Bill Walker's defense 

Bill Walker was rankled by Anne Laidlaw's suggestion that anything had ever been amiss in his agency's choice of buildings. He insists he didn't know about Mays' involvement as a potential landlord until after a state lease was negotiated in November 2009 and said he saw nothing extraordinary in the fact that his agency had negotiated a lease with someone who would later buy a building with the state as a guaranteed tenant or that the parties were political friends.

"There are a lot of situations like that out there," Walker said. He said that, having been in 20 years in politics, it would be hard for his agency to lease space from someone he didn't know. "It doesn't mean I rented because they knew me or I knew them."

He defended the consolidation move as necessary from 1) a warehouse space in Riverdale that had long been unsuitable with a landlord unwilling to make improvements and 2) from a building in Corporate Hill in Western Little Rock that had poor access for disabled people. He also said he thought it right for his department to have a building of its own, rather than being several floors in a bank building, as other alternatives contemplated. "I didn't want to be in a commercial building with bankers and mortgage companies with no real identity," he said.

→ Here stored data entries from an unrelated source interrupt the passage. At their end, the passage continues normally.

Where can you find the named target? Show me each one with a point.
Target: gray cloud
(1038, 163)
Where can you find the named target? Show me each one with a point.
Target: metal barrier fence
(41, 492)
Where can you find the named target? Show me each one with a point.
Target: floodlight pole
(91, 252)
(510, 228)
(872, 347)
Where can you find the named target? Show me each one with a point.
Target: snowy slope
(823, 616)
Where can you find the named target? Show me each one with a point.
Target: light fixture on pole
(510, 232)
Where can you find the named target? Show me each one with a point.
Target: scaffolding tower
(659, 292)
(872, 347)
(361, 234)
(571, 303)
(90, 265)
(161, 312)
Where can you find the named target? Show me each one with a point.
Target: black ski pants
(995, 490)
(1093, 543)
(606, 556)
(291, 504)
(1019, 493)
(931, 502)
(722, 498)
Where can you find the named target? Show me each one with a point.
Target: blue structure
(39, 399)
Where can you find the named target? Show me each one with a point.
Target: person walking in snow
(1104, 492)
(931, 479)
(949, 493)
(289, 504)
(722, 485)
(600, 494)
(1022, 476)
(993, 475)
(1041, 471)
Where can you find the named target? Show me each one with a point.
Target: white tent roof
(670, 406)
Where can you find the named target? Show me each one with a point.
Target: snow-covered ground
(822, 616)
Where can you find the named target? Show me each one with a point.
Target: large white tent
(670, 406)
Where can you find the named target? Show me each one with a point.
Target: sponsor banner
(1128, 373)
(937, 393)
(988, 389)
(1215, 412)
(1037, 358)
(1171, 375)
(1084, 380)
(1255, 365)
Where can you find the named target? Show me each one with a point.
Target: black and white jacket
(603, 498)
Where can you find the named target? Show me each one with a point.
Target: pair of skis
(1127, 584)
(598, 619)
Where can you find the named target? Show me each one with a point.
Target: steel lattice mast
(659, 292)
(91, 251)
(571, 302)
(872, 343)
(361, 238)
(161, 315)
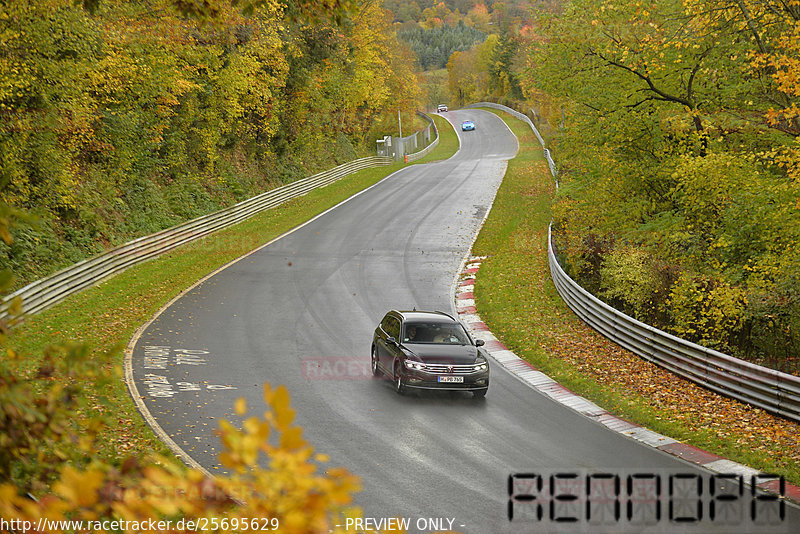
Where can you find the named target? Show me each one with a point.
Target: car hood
(441, 353)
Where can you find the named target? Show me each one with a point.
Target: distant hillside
(434, 47)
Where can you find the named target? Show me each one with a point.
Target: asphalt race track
(301, 312)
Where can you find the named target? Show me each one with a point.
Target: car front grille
(445, 369)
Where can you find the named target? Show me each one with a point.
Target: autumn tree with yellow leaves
(679, 163)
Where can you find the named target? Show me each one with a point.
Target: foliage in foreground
(289, 493)
(680, 164)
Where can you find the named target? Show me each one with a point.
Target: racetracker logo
(336, 368)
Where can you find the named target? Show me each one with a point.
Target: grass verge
(105, 317)
(515, 296)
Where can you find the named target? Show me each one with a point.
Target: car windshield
(450, 334)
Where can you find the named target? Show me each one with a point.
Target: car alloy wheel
(375, 370)
(399, 386)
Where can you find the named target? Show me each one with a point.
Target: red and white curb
(465, 306)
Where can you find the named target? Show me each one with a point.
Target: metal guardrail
(771, 390)
(52, 289)
(428, 149)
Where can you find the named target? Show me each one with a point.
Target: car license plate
(452, 379)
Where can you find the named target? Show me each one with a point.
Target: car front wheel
(375, 370)
(399, 385)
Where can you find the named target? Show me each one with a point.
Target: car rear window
(447, 333)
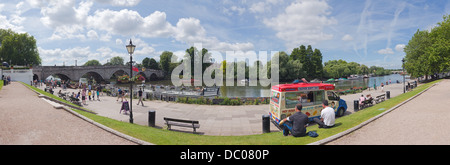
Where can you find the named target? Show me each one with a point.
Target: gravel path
(26, 119)
(423, 120)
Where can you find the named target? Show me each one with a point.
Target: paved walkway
(214, 119)
(423, 120)
(26, 119)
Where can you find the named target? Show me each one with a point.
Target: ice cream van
(284, 97)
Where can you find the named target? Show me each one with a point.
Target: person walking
(140, 97)
(89, 93)
(98, 94)
(83, 96)
(327, 116)
(120, 95)
(295, 124)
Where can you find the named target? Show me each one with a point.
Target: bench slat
(181, 120)
(182, 123)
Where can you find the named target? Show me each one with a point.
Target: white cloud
(386, 51)
(189, 30)
(400, 47)
(58, 56)
(302, 23)
(234, 9)
(263, 6)
(347, 37)
(120, 2)
(92, 34)
(129, 22)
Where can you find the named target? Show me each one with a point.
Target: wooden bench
(380, 98)
(182, 123)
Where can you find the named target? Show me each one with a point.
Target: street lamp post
(403, 72)
(130, 49)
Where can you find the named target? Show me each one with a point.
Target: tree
(204, 55)
(153, 64)
(92, 63)
(316, 59)
(146, 62)
(20, 49)
(428, 52)
(116, 61)
(165, 62)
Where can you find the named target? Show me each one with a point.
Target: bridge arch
(92, 75)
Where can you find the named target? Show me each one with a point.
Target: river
(263, 91)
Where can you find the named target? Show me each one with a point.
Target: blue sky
(371, 32)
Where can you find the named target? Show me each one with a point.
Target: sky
(370, 32)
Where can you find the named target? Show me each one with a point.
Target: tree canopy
(19, 49)
(428, 52)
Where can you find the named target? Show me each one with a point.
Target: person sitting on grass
(327, 116)
(295, 124)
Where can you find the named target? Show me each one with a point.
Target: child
(98, 94)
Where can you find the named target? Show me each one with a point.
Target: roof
(302, 87)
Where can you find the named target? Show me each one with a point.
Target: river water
(264, 91)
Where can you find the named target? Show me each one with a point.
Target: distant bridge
(99, 73)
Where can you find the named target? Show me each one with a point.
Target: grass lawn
(165, 137)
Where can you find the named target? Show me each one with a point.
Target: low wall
(23, 75)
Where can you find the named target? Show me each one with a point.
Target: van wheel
(340, 112)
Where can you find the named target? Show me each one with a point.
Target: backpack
(312, 134)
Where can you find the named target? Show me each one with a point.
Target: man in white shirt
(327, 116)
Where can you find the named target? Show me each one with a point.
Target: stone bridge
(99, 73)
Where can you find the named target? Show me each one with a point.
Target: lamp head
(130, 47)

When completed, he said a centrally located office, at a bus stop, with easy ground-floor access, will serve his agency's clients better. He said he hopes to further consolidate offices there.

He said he was "offended" by how Laidlaw had characterized the transaction. She had told our Arkansas Blog that Walker hadn't been happy with some of her hard negotiating on terms, including resisting a 10-year, rather than six-year term for the newly expanded lease. He said he believed all rules were followed. He speculated she was unhappy because her husband's company didn't have the janitorial contract for the building. That's an issue that has arisen periodically for Laidlaw. She's always said his business is kept apart from her agency work. In this case, she said, Colliers International, the leasing agent, invited Laidlaw Inc. to submit a bid on the building and he declined.